Entrevista

Agosto Lilás reforça importância das denúncias para escapar do ciclo de violência

Entre janeiro e junho, o Brasil registrou mais de 523 mil casos de violência doméstica, a campanha Agosto Lilás busca conscientizar vítimas a buscar ajuda por meio do 180, reforçando a importância da Lei Maria da Penha

Barbara Heliodora, advogada de família, especialista em alienação parental no Brasil. Presidente da primeira Comissão de Alienação Parental da OAB no país. Vice-Presidente da Comissão de Relações Familiares do IBDFAM/RJ. Membro associada do IBDFAM e Diretora do núcleo IBDFAM Niterói/RJ. Coautora da obra
Barbara Heliodora, advogada de família, especialista em alienação parental no Brasil. Presidente da primeira Comissão de Alienação Parental da OAB no país. Vice-Presidente da Comissão de Relações Familiares do IBDFAM/RJ. Membro associada do IBDFAM e Diretora do núcleo IBDFAM Niterói/RJ. Coautora da obra "Alienação Parental - Aspectos Multidisciplinares". Diretora jurídica da associação Henry Borel. - (crédito: Divulgação)

Entre janeiro e junho deste ano, o Brasil registrou 523.656 novos casos de violência doméstica, segundo dados do Painel Violência Contra a Mulher, do Conselho Nacional de Justiça (CNJ). No mesmo período, foram concedidas 304.131 medidas protetivas a vítimas. Para a advogada Barbara Heliodora Peralta, vice-presidente da Comissão de Relações Familiares do Instituto Brasileiro de Direito de Família (IBDFAM) no Rio de Janeiro, os dados são graves, mas refletem uma melhoria significativa nos mecanismos de registro com a redução da subnotificação. Com o propósito de ampliar a conscientização das vítimas sobre a necessidade de buscar ajuda enquanto é tempo, a advogada defende que a campanha Agosto Lilás representa uma estratégia importante para combate à violência doméstica. A campanha "Não deixe chegar ao fim da linha. Ligue 180", que reforça o papel da Lei Maria da Penha como instrumento de proteção e transformação de vidas, tem o apoio do Ministério das Mulheres e entidades da sociedade civil.

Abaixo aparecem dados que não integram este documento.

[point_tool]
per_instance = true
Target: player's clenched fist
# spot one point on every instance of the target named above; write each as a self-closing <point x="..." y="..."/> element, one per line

Quais fatores explicam o alto número de casos de violência doméstica registrados no Brasil apenas no primeiro semestre de 2025?

Os 523.656 casos registrados no primeiro semestre de 2025 refletem uma combinação de fatores que não indicam necessariamente um aumento real da violência, mas sim uma melhoria significativa nos mecanismos de registro e conscientização. O principal fator é a redução da subnotificação, resultado de décadas de trabalho educativo de organizações pelos direitos das mulheres. Houve também uma melhoria substancial no acesso à justiça. O tempo médio para análise de medidas protetivas diminuiu de 16 dias em 2020 para apenas 4-5 dias atualmente, com 91% das medidas sendo concedidas. O aprimoramento dos sistemas de registro, como o novo Painel do CNJ, e as melhorias no Ligue 180 facilitaram o acesso das vítimas. Os efeitos duradouros da pandemia, que intensificou a convivência forçada entre vítimas e agressores, também influenciam os números atuais.

De que forma a campanha Agosto Lilás contribui para o enfrentamento da violência contra a mulher?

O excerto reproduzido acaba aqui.